Der 1907 geborene Franzose Henri-Georges Clouzot war ein Meister des Spannungskinos. Düstere Krimis waren seine Spezialität, mit "Le salaire de la peur" gelang ihm 1953 ein zeitloser Klassiker und sein Dokumentarfilm über Picasso ("Le Mystère Picasso") gilt immer noch als herausragendes filmisches Künstlerporträt. Das Filmpodium Zürich widmet Clouzot im April und Mai eine Retrospektive.

Vier Männer unterschiedlicher Nationalität in einem südamerikanischen Kaff. Weil sie nichts zu verlieren haben, nehmen sie den gut bezahlten Auftrag an, mit LKWs über eine ruppige Piste 300 Kilometer hochexplosives Nitroglyzerin zu transportieren. Benötigt wird der Sprengstoff um eine brennende Ölquelle zu löschen.

Nach der Exposition erzählt Henri-Georges Clouzot in "Le salaire de la peur" (1953) von nichts anderem als von dieser Fahrt, von den Spannungen und dem Wettlauf zwischen dem Duo Yves Montand-Charles Vanel und Folco Lulli-Peter van Eyck und den sich ändernden natürlichen Gefahren. Mal geht es über eine Wellblechpiste, mal muss eine riesige Ölpfütze, die durch die Explosion eines anderen LKW entstand, durch- und dann eine morsche Brücke überquert werden. Dass dieses Himmelfahrtskommando nicht jeder überlebt, ist von Anfang an klar. Doch auch der, der ans Ziel kommen wird, wird sich an der Belohnung nicht lange erfreuen können.

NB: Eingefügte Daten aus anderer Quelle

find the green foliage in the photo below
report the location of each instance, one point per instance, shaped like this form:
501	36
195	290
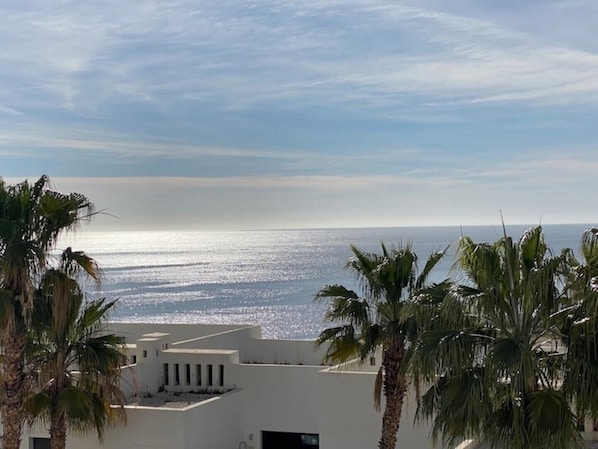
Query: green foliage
75	361
506	353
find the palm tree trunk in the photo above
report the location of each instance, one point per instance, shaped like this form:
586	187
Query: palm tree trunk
394	393
58	430
11	389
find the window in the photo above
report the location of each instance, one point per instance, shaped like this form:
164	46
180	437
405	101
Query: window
198	375
187	374
40	443
221	373
165	370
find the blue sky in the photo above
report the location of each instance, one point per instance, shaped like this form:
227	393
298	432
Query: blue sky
305	113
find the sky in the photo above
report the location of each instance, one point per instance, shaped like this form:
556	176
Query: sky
305	113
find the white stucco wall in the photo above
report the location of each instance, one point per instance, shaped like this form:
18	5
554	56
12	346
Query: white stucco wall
277	398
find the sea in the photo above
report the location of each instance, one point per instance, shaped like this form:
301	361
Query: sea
266	277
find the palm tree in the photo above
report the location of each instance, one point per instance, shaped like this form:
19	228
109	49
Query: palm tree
32	217
374	321
494	353
75	362
580	335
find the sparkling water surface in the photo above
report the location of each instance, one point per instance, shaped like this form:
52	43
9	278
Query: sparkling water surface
259	277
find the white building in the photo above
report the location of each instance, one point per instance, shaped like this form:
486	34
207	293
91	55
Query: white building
271	394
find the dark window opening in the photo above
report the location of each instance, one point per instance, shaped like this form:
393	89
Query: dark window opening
41	443
198	375
289	440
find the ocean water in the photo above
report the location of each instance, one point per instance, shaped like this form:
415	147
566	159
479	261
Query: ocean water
259	277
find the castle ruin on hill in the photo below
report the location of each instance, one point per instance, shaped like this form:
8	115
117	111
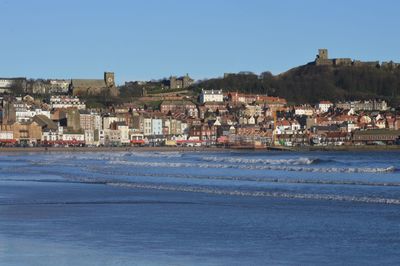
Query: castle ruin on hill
322	59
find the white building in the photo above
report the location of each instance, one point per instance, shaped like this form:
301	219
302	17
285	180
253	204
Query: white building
211	96
108	120
156	126
324	106
66	102
147	126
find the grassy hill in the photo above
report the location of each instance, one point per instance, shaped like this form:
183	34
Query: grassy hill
311	83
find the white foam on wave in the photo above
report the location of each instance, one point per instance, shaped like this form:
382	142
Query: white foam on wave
296	161
259	193
311	181
258	167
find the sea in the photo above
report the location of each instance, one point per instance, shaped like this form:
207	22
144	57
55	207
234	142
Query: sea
200	208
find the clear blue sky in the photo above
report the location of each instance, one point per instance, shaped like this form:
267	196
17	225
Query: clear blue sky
151	39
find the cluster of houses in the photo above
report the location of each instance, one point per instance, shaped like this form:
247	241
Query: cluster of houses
217	118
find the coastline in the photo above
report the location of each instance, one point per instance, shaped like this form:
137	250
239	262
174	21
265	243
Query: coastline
198	149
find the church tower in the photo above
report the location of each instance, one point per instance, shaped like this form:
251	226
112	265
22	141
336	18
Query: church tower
109	79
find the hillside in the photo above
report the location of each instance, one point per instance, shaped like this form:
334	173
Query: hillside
311	83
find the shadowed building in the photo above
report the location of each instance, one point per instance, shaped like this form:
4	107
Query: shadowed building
94	86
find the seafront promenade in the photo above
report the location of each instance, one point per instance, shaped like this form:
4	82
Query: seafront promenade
194	149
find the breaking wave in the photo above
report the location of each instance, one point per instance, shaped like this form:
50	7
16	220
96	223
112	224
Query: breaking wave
389	169
260	193
298	161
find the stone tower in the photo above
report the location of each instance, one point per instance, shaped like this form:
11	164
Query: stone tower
109	79
323	54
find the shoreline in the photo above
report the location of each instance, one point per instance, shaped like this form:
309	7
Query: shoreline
198	149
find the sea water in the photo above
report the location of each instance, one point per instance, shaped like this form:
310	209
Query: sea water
200	208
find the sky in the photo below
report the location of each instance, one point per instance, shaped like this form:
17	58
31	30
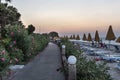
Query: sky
70	16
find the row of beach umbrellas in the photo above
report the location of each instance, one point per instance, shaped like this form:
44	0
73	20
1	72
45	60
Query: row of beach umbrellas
110	36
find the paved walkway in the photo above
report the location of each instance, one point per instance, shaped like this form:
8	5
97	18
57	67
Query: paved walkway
43	67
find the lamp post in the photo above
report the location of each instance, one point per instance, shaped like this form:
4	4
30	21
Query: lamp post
72	67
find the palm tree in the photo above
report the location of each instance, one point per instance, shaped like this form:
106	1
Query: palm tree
110	35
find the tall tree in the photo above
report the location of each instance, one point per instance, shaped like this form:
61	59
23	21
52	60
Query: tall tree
84	37
71	37
30	29
8	15
78	37
53	34
110	35
89	37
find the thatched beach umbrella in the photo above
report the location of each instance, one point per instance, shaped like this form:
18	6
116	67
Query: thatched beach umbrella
118	40
89	37
110	35
84	37
97	38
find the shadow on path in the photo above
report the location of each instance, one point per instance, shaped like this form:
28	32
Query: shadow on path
43	67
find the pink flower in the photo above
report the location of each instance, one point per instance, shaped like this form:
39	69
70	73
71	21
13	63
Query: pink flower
14	42
3	59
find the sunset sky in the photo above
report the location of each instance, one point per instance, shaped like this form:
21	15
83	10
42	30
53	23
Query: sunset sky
70	16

Ein pechschwarzer Thriller von der Sinnlosigkeit jedes Strebens ist dieser Film, mit dem hinsichtlich Spannung nur wenige andere mithalten können. Dabei sollte Clouzot zunächst nicht Filmregisseur, sondern Seemann werden. Wie dieses Ziel an Kurzsichtigkeit scheiterte, so zerplatzte der Traum einer Diplomatenlaufbahn, die er nach dem Jura-Studium einschlagen wollte, durch den finanziellen Ruin seiner Eltern infolge der Weltwirtschaftskrise. Als Journalist kam er in Kontakt mit einer Filmproduktion – und sein Interesse war geweckt.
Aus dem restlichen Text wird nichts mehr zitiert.